Russian media experts disputed on Tuesday the accuracy of the 2011 Freedom of the Press report which ranks Russia 173rd out of 196 countries.

Russia jumped two positions in the report by the Washington-based Freedom House think tank, from 175th in 2010, but is still ranked on par with the Democratic Republic of Congo and Zimbabwe.

“I strongly disagree with those estimates, because, even if we do have negative factors, we are not at the level of Venezuela or certain African states,” said Pavel Gusev, the chairman of the Russian Public Chamber’s committee for media issues.

“Positive trends, media development and the fact that almost every Russian region has its own free media – free both in terms of their financial sources and in terms of expression – were ignored by Freedom House,” said Gusev, who is also the editor-in-chief of the popular Moskovsky Komsomolets daily.

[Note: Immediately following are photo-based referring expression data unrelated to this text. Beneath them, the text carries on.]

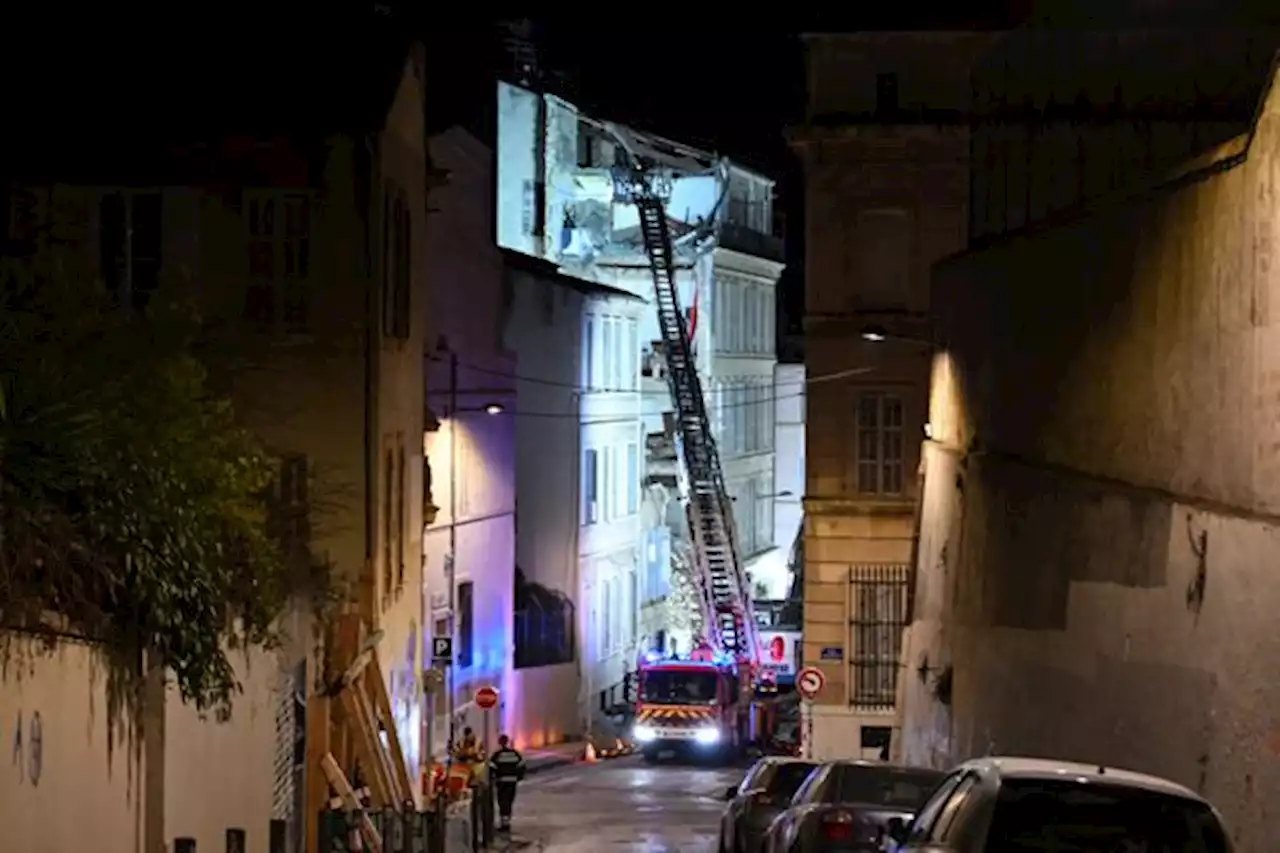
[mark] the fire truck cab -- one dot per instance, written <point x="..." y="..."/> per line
<point x="694" y="707"/>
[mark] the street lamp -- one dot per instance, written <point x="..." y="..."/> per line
<point x="451" y="564"/>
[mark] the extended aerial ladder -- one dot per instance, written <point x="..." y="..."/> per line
<point x="723" y="585"/>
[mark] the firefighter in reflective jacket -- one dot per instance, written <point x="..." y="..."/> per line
<point x="506" y="769"/>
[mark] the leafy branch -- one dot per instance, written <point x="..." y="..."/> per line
<point x="132" y="506"/>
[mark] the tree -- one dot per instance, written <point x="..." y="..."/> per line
<point x="132" y="506"/>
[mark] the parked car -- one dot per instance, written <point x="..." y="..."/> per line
<point x="753" y="804"/>
<point x="851" y="806"/>
<point x="1034" y="804"/>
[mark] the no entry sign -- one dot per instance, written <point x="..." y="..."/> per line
<point x="809" y="682"/>
<point x="487" y="697"/>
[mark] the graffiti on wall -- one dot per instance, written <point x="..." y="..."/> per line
<point x="27" y="748"/>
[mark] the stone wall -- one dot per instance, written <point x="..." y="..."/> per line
<point x="1096" y="570"/>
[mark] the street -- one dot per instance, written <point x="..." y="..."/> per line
<point x="622" y="806"/>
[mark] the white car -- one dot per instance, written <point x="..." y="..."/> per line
<point x="1043" y="806"/>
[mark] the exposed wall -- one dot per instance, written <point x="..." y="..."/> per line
<point x="1096" y="555"/>
<point x="472" y="455"/>
<point x="54" y="734"/>
<point x="544" y="327"/>
<point x="886" y="197"/>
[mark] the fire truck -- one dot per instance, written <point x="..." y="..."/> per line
<point x="716" y="699"/>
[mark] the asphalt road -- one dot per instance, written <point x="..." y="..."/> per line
<point x="624" y="806"/>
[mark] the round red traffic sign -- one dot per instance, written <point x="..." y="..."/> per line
<point x="487" y="698"/>
<point x="809" y="682"/>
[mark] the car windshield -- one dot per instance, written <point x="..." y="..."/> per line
<point x="892" y="787"/>
<point x="1037" y="816"/>
<point x="787" y="779"/>
<point x="679" y="687"/>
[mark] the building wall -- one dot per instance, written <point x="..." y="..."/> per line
<point x="302" y="391"/>
<point x="400" y="415"/>
<point x="544" y="328"/>
<point x="472" y="455"/>
<point x="789" y="461"/>
<point x="886" y="196"/>
<point x="609" y="533"/>
<point x="55" y="731"/>
<point x="1095" y="555"/>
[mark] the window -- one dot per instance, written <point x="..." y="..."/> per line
<point x="607" y="355"/>
<point x="279" y="260"/>
<point x="589" y="354"/>
<point x="401" y="520"/>
<point x="632" y="478"/>
<point x="632" y="355"/>
<point x="880" y="443"/>
<point x="388" y="536"/>
<point x="606" y="489"/>
<point x="764" y="516"/>
<point x="606" y="617"/>
<point x="878" y="602"/>
<point x="288" y="516"/>
<point x="886" y="94"/>
<point x="466" y="624"/>
<point x="620" y="357"/>
<point x="129" y="245"/>
<point x="590" y="488"/>
<point x="397" y="267"/>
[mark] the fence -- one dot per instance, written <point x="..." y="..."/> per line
<point x="878" y="598"/>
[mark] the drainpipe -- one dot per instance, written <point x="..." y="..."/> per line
<point x="581" y="625"/>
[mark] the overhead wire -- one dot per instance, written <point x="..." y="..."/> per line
<point x="590" y="389"/>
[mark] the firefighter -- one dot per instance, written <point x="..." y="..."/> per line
<point x="506" y="769"/>
<point x="469" y="749"/>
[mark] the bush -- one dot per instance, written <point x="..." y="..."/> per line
<point x="132" y="506"/>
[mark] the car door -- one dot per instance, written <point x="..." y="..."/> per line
<point x="938" y="813"/>
<point x="784" y="830"/>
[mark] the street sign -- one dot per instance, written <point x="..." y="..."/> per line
<point x="487" y="697"/>
<point x="809" y="683"/>
<point x="442" y="651"/>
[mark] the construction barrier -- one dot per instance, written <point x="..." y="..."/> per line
<point x="388" y="831"/>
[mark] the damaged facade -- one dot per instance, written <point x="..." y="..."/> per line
<point x="556" y="203"/>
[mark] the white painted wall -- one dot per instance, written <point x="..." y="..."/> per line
<point x="71" y="788"/>
<point x="789" y="401"/>
<point x="472" y="455"/>
<point x="609" y="532"/>
<point x="544" y="328"/>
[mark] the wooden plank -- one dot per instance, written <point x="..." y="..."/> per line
<point x="334" y="776"/>
<point x="384" y="762"/>
<point x="366" y="747"/>
<point x="383" y="706"/>
<point x="318" y="720"/>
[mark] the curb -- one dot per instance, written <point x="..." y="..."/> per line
<point x="565" y="761"/>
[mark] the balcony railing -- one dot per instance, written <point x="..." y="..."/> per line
<point x="877" y="620"/>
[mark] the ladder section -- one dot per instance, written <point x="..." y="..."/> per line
<point x="709" y="511"/>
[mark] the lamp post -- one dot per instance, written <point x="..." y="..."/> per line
<point x="451" y="564"/>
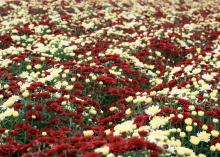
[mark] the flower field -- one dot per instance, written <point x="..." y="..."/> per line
<point x="107" y="78"/>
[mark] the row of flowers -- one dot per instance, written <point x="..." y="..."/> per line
<point x="108" y="78"/>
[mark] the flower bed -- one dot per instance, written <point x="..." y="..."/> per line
<point x="109" y="78"/>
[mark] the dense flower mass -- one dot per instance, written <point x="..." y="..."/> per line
<point x="110" y="78"/>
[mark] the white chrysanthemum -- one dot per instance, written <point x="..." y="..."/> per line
<point x="158" y="121"/>
<point x="153" y="110"/>
<point x="203" y="136"/>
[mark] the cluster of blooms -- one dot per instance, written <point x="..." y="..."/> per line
<point x="109" y="78"/>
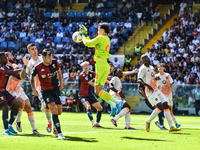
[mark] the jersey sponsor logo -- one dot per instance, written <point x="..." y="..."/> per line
<point x="43" y="76"/>
<point x="51" y="75"/>
<point x="164" y="82"/>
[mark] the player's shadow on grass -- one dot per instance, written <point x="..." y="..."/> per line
<point x="72" y="138"/>
<point x="143" y="139"/>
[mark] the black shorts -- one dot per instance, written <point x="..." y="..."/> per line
<point x="5" y="98"/>
<point x="91" y="99"/>
<point x="51" y="96"/>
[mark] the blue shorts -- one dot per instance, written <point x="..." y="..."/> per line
<point x="91" y="99"/>
<point x="51" y="96"/>
<point x="5" y="98"/>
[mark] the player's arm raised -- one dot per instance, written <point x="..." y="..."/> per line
<point x="24" y="74"/>
<point x="32" y="80"/>
<point x="130" y="72"/>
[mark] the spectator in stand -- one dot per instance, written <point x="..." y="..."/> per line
<point x="183" y="6"/>
<point x="39" y="39"/>
<point x="116" y="63"/>
<point x="137" y="51"/>
<point x="124" y="15"/>
<point x="97" y="14"/>
<point x="55" y="15"/>
<point x="128" y="61"/>
<point x="59" y="34"/>
<point x="63" y="15"/>
<point x="90" y="15"/>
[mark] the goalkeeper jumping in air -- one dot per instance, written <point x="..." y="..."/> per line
<point x="102" y="47"/>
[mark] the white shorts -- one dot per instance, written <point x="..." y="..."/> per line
<point x="170" y="101"/>
<point x="20" y="94"/>
<point x="156" y="97"/>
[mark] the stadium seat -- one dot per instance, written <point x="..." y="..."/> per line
<point x="78" y="16"/>
<point x="65" y="39"/>
<point x="57" y="39"/>
<point x="11" y="45"/>
<point x="91" y="31"/>
<point x="57" y="24"/>
<point x="24" y="39"/>
<point x="60" y="28"/>
<point x="4" y="44"/>
<point x="112" y="25"/>
<point x="32" y="39"/>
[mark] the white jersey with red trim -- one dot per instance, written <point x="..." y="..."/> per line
<point x="147" y="74"/>
<point x="164" y="81"/>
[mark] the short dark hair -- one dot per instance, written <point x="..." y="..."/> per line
<point x="30" y="45"/>
<point x="105" y="26"/>
<point x="46" y="52"/>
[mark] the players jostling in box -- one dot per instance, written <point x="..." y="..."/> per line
<point x="51" y="84"/>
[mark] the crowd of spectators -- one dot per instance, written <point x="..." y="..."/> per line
<point x="178" y="48"/>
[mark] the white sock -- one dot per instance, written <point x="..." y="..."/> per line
<point x="174" y="119"/>
<point x="121" y="113"/>
<point x="127" y="119"/>
<point x="48" y="115"/>
<point x="153" y="115"/>
<point x="19" y="114"/>
<point x="168" y="117"/>
<point x="31" y="119"/>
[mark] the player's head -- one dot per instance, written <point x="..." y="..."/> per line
<point x="118" y="72"/>
<point x="9" y="57"/>
<point x="32" y="49"/>
<point x="85" y="65"/>
<point x="145" y="59"/>
<point x="111" y="67"/>
<point x="161" y="67"/>
<point x="103" y="29"/>
<point x="3" y="59"/>
<point x="47" y="56"/>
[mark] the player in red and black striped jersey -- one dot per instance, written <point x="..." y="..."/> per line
<point x="86" y="93"/>
<point x="47" y="74"/>
<point x="6" y="99"/>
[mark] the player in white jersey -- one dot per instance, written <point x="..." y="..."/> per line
<point x="17" y="91"/>
<point x="116" y="91"/>
<point x="165" y="83"/>
<point x="146" y="77"/>
<point x="35" y="59"/>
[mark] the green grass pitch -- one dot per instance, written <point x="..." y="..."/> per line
<point x="80" y="135"/>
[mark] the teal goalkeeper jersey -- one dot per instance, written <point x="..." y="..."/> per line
<point x="102" y="47"/>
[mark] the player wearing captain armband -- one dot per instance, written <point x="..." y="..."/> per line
<point x="102" y="48"/>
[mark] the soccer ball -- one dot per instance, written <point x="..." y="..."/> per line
<point x="77" y="37"/>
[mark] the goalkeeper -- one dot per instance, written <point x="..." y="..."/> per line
<point x="102" y="48"/>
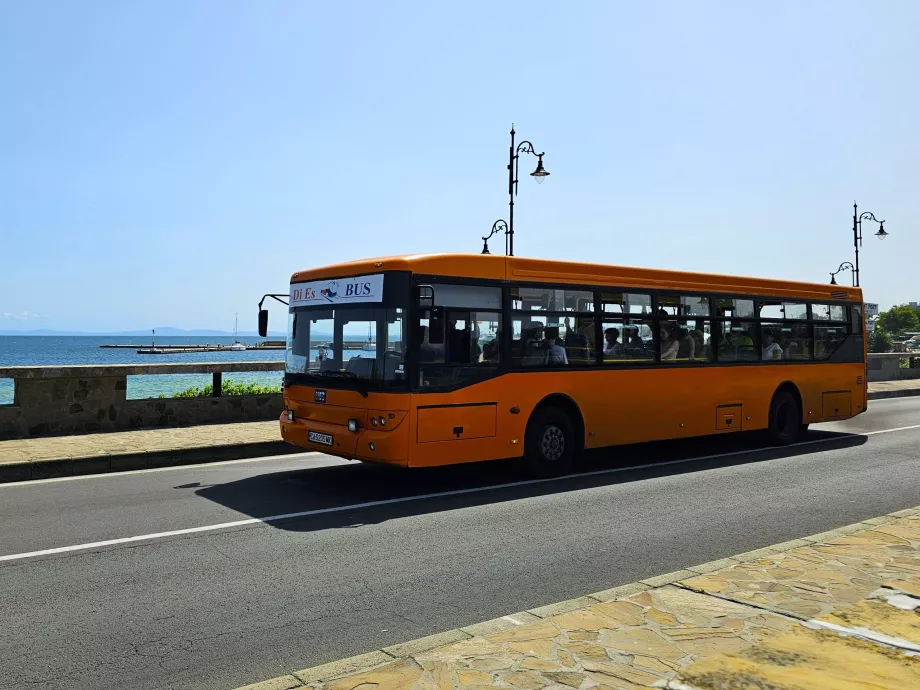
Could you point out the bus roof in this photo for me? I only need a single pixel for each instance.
(521, 269)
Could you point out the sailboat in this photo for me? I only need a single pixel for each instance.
(237, 345)
(370, 345)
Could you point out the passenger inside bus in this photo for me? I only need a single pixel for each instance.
(612, 346)
(634, 342)
(771, 349)
(555, 354)
(669, 343)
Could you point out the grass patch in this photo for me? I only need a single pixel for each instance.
(228, 387)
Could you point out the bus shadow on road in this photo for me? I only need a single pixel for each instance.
(349, 496)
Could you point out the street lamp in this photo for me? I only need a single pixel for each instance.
(497, 226)
(845, 265)
(857, 234)
(513, 164)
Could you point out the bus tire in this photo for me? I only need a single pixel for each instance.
(785, 425)
(549, 443)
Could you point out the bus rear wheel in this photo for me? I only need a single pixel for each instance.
(549, 443)
(785, 419)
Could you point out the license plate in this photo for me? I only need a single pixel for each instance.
(316, 437)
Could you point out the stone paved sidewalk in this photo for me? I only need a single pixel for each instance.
(36, 458)
(650, 633)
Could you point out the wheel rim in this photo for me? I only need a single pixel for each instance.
(553, 443)
(784, 419)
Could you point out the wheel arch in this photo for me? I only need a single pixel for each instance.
(791, 388)
(570, 408)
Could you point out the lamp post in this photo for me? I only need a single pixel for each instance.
(497, 226)
(845, 265)
(513, 164)
(857, 234)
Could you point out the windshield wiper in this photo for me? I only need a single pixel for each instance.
(350, 375)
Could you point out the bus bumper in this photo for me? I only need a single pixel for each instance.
(368, 445)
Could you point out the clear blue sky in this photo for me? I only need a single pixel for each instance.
(165, 163)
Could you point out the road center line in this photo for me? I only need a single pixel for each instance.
(407, 499)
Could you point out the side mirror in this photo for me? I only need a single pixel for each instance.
(436, 326)
(424, 295)
(263, 323)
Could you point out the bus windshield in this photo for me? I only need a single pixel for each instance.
(351, 341)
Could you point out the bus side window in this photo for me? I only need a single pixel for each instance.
(436, 326)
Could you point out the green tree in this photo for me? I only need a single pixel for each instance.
(879, 341)
(898, 319)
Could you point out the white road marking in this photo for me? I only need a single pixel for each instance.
(408, 499)
(172, 468)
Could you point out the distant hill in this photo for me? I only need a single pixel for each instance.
(165, 331)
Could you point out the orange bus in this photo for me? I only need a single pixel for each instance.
(438, 359)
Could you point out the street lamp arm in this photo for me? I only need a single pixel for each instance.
(526, 147)
(497, 226)
(867, 215)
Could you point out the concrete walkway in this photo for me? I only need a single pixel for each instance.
(834, 610)
(57, 456)
(893, 389)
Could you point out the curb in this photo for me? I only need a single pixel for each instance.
(883, 395)
(50, 468)
(366, 662)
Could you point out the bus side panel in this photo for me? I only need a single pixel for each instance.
(621, 406)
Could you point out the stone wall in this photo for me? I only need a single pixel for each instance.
(75, 400)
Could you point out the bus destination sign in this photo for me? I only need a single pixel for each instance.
(338, 291)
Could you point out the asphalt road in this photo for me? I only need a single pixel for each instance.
(225, 606)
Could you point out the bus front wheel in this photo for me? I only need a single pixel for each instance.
(785, 419)
(549, 443)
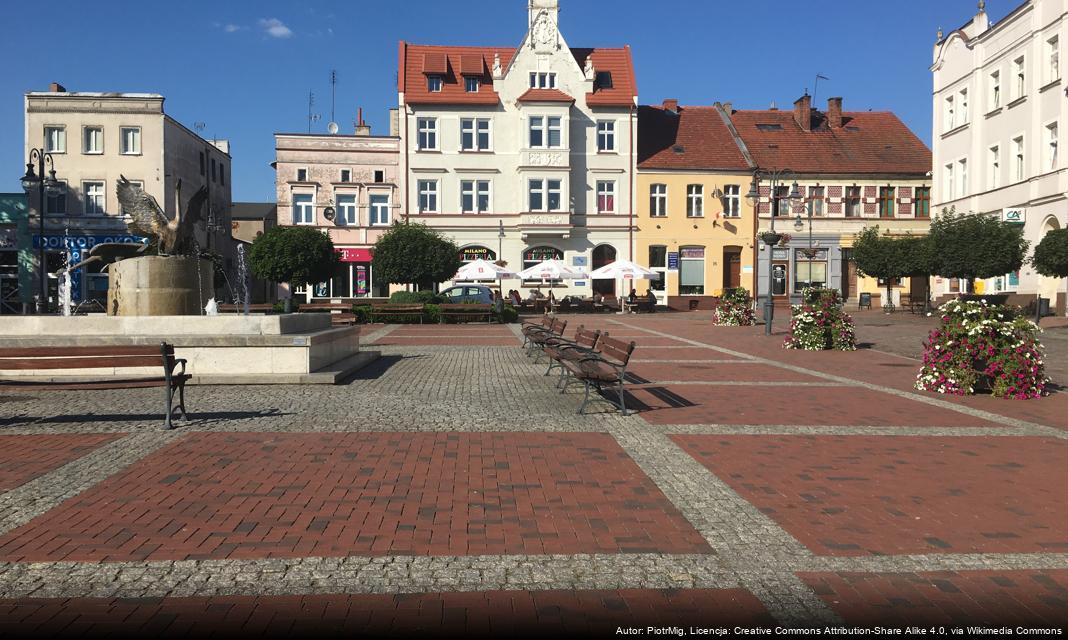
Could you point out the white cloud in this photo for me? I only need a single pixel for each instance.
(275, 28)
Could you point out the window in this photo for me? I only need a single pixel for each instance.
(885, 202)
(816, 200)
(57, 203)
(993, 173)
(56, 140)
(93, 140)
(1018, 150)
(427, 196)
(346, 209)
(1051, 146)
(546, 130)
(130, 138)
(1021, 78)
(852, 202)
(427, 128)
(732, 201)
(694, 201)
(474, 196)
(303, 208)
(658, 201)
(474, 134)
(94, 197)
(379, 209)
(923, 202)
(606, 135)
(543, 80)
(810, 271)
(606, 197)
(691, 270)
(1053, 59)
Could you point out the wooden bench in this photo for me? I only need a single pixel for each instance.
(341, 313)
(100, 357)
(257, 308)
(606, 369)
(466, 312)
(396, 309)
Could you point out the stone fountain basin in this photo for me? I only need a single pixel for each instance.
(220, 349)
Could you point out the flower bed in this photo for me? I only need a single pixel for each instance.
(983, 347)
(819, 324)
(735, 309)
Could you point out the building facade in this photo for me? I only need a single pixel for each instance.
(693, 224)
(854, 169)
(93, 138)
(998, 100)
(345, 186)
(521, 154)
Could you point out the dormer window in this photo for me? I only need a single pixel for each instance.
(543, 80)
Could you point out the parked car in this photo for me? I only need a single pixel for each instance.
(468, 293)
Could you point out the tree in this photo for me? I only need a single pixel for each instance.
(1051, 254)
(879, 256)
(412, 253)
(970, 246)
(297, 255)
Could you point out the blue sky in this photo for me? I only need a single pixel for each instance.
(245, 68)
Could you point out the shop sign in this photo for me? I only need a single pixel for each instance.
(473, 253)
(1015, 216)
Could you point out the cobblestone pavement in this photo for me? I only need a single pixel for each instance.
(450, 487)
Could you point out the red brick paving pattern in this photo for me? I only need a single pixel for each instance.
(874, 495)
(26, 457)
(1026, 597)
(492, 613)
(296, 495)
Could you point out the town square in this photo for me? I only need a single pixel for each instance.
(525, 356)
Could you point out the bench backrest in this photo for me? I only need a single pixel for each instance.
(615, 350)
(87, 357)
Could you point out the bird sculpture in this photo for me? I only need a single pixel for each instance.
(172, 237)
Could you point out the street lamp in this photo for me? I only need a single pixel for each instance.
(775, 177)
(44, 185)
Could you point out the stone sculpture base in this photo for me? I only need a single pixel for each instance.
(159, 285)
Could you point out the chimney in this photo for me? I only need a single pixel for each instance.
(802, 112)
(834, 113)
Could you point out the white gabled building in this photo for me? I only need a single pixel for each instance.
(998, 105)
(521, 154)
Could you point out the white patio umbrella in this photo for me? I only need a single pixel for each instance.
(483, 269)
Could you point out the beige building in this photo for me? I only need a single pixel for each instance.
(92, 139)
(345, 186)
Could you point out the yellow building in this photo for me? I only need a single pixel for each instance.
(693, 222)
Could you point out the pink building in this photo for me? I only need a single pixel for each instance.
(345, 186)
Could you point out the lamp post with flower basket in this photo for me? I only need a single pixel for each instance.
(771, 238)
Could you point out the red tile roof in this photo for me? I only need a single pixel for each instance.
(694, 138)
(615, 84)
(867, 142)
(545, 95)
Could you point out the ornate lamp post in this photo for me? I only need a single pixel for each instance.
(775, 177)
(45, 185)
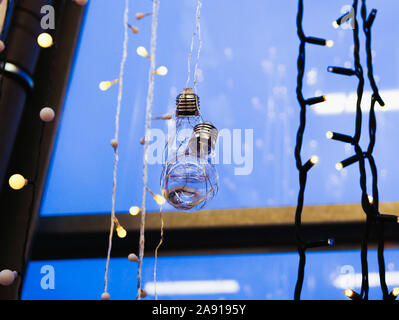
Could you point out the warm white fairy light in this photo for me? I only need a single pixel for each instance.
(162, 71)
(132, 257)
(142, 52)
(47, 114)
(105, 85)
(121, 232)
(17, 181)
(45, 40)
(105, 296)
(329, 43)
(114, 143)
(141, 15)
(134, 211)
(80, 2)
(163, 117)
(134, 29)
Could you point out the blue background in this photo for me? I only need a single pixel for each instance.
(270, 276)
(248, 81)
(248, 63)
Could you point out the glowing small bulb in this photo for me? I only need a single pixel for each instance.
(159, 199)
(162, 71)
(114, 143)
(339, 166)
(47, 114)
(17, 182)
(349, 293)
(132, 257)
(105, 296)
(134, 29)
(143, 293)
(121, 231)
(335, 24)
(371, 200)
(45, 40)
(105, 85)
(314, 159)
(134, 211)
(141, 51)
(141, 15)
(163, 117)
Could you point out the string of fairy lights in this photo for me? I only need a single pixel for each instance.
(369, 202)
(105, 85)
(18, 181)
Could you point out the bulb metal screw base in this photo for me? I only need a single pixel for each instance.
(187, 104)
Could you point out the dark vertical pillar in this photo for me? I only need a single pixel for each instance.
(21, 127)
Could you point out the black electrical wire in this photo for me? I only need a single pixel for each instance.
(367, 24)
(303, 169)
(33, 181)
(370, 207)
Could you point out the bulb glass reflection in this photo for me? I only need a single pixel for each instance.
(189, 179)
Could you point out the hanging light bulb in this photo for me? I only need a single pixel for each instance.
(105, 85)
(163, 117)
(141, 51)
(189, 179)
(17, 181)
(45, 40)
(158, 198)
(162, 71)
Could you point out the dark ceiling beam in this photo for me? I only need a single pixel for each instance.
(20, 125)
(204, 232)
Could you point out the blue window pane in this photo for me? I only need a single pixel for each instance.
(269, 276)
(247, 81)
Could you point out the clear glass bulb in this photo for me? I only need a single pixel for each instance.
(189, 178)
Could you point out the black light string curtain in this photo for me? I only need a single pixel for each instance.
(303, 169)
(370, 205)
(33, 180)
(367, 24)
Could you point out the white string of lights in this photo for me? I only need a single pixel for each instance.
(148, 118)
(198, 26)
(114, 143)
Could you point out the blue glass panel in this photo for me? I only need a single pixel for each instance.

Russia has only a handful of independent newspapers and just one independent TV channel. There have been several murders and beatings of journalists critical of the authorities in recent years.

The Internet has remained mostly free of censorship, turning it into a forum for public discussion and dissent. President Dmitry Medvedev dismissed rumors last week that the government planned to impose Chinese-style restrictions on the Internet.

Mikhail Fedotov, head of the president’s council on human rights and civil society, told RIA Novosti that media freedom in Russia is “neglected and in very poor condition, but the situation has changed for the better.”

The head of Russia’s Journalists Union, Vsevolod Bogdanov, said that journalists now “have less influence on public life than they should.”

In its 2011 report, the Washington-based organization also noted a substantial decline of press freedom worldwide.

“The number of people worldwide with access to free and independent media declined to its lowest level in over a decade,” the organization said in a statement.

The list rated 68 (35%) countries as “Free,” 65 (33%) as “Partly Free,” and 63 (32%) as “Not Free.” Only one in six people live in countries designated as “Free.”

The top three spots on the ranking were taken by Finland, Norway and Sweden, while Turkmenistan and North Korea held onto their spots at the bottom.